Income and vote choice in Mexican voting

Using multilevel modeling of state-level economic data and individual-level exit poll data from the 2000 Mexican presidential election, we find that income has a stronger effect in predicting the vote for the conservative party in poorer states than in richer states—a pattern that has also been found in recent U.S. elections. In addition (and unlike in the U.S.), richer states on average tend to support the conservative party at higher rates than poorer states. Our findings are consistent with the 2006 Mexican election, which showed a profound divide between rich and poor states. Income is an important predictor of the vote both at the individual and the state levels.

Here’s the paper, and here’s the key graph:

mexicofigure3.png

The little circles in the plots show the data from the exit poll from the 2000 election (average vote plotted vs. income category within each state, with size of the circles proportional to the number of survey respondents it represents). Party is coded as 1=PRD, 2=PRI, 3=PAN, so higher numbers are more conservative. The solid line in each plot represents the estimated relation between vote choice and income within the state (as fitted from a multilevel model). The gray lines represent uncertainty in the fitted regression lines.

The graph shows the 32 states (including Mexico, D.F.) in increasing order of per-capita GDP. The slopes are higher–that is, income is a stronger predictor of the vote–in poor states. Income is a less important predictor in the rich states (except for the capital, Mexico, D.F., which has its own pattern).

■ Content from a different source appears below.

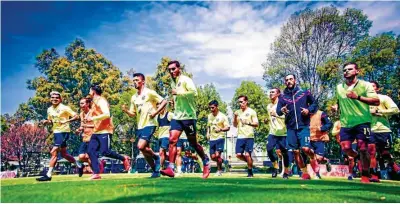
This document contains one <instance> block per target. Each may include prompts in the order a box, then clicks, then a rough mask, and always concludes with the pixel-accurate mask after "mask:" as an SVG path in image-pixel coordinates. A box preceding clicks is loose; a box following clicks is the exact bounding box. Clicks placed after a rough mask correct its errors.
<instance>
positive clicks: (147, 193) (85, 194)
mask: <svg viewBox="0 0 400 204" xmlns="http://www.w3.org/2000/svg"><path fill="white" fill-rule="evenodd" d="M102 176H103V179H102V180H98V181H89V180H87V179H88V178H89V175H85V176H84V177H82V178H79V177H77V176H76V175H71V176H53V180H52V181H51V182H45V183H39V182H36V181H35V179H34V178H20V179H6V180H2V181H1V202H21V203H24V202H74V203H80V202H91V203H93V202H113V203H118V202H207V203H219V202H224V203H236V202H239V203H256V202H267V203H269V202H318V203H320V202H359V203H360V202H362V203H365V202H392V203H394V202H400V182H394V181H383V182H382V183H374V184H367V185H366V184H361V183H360V181H359V180H353V181H347V180H345V179H328V178H326V179H323V180H311V181H302V180H299V179H298V178H295V177H291V179H289V180H283V179H281V178H278V179H271V178H270V177H271V175H270V174H269V175H267V174H256V175H255V178H250V179H248V178H246V177H245V175H244V174H231V175H229V174H224V176H222V177H213V176H212V175H211V176H210V178H209V179H207V180H203V179H201V178H200V174H191V175H190V176H188V175H184V176H182V177H178V178H174V179H171V178H165V177H163V178H157V179H150V178H147V177H148V176H149V174H140V175H137V174H136V175H132V174H105V175H102Z"/></svg>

Here’s a plot of the slopes vs. per-capita GDP in the 32 states:

mexicofigure4b.png

The conservative party did better with rich voters everwhere, but individual income is a much stronger predictor of the vote in poor states than in rich states. This is similar to the pattern we found in the U.S. One difference between the two countries is that in the U.S., the conservative party does better in the poor states, but in Mexico, the conservative party does better in the rich states. But at the level of individual voting, the patterns in the two countries seems similar.

We plan to replicate our study with 2006 exit polls, once we can get our hands on the data.

4 thoughts on “Income and vote choice in Mexican voting

  1. This is great. Congratulatons on your study. It's great to see determined, well informed and tooled people doing interesting political science!

  2. Very interesting.

    I tried to send a trackback here from Fruits and Votes, but for some reason they never seem to work to Moveable Type blogs.

    The most relevant thing I had to add (a question, really) at my post was:

    "…the authors use a left-right scale that places the PRD at the left, PRI in what they call the “blurry center,” and PAN at the right. Nothing at all wrong with that ideological description, but is this the expected relationship of income level to the vote? I would think not: the poorest Mexicans probably have the strongest tendency to vote PRI, with the PRD strongest in the lower-middle classes (at least in 2006)."

    Also of potential interest, the 2006 three-party dispersion graphs prepared by one of my regular commentators.

  3. Matthew,

    Interesting point. We did, in fact, do an analysis of PRI compared to all the other parties (in parallel to the plots in Figure 5 of the paper. PRI voting in 2000 was indeed negatively correlated with individual income. That is, the slopes were negative for the within-state logistic regressions predicting PRI vote from individual income. When comparing slopes across states (as in the Figure 5 plots), there was no consistent pattern with state income.

    And, yes, trackback doesn't seem to work anymore, unfortunately.

  4. "…the authors use a left-right scale that places the PRD at the left, PRI in what they call the “blurry center,” and PAN at the right".

    I am not sure this is an apt description of the 2000 election. At least for the 2000 election, political competition in Mexico mostly took place on a pro-regime (pro-PRI)/anti-regime (anti-PRI) dimension – and not on a standard left/right economic redistribution dimension.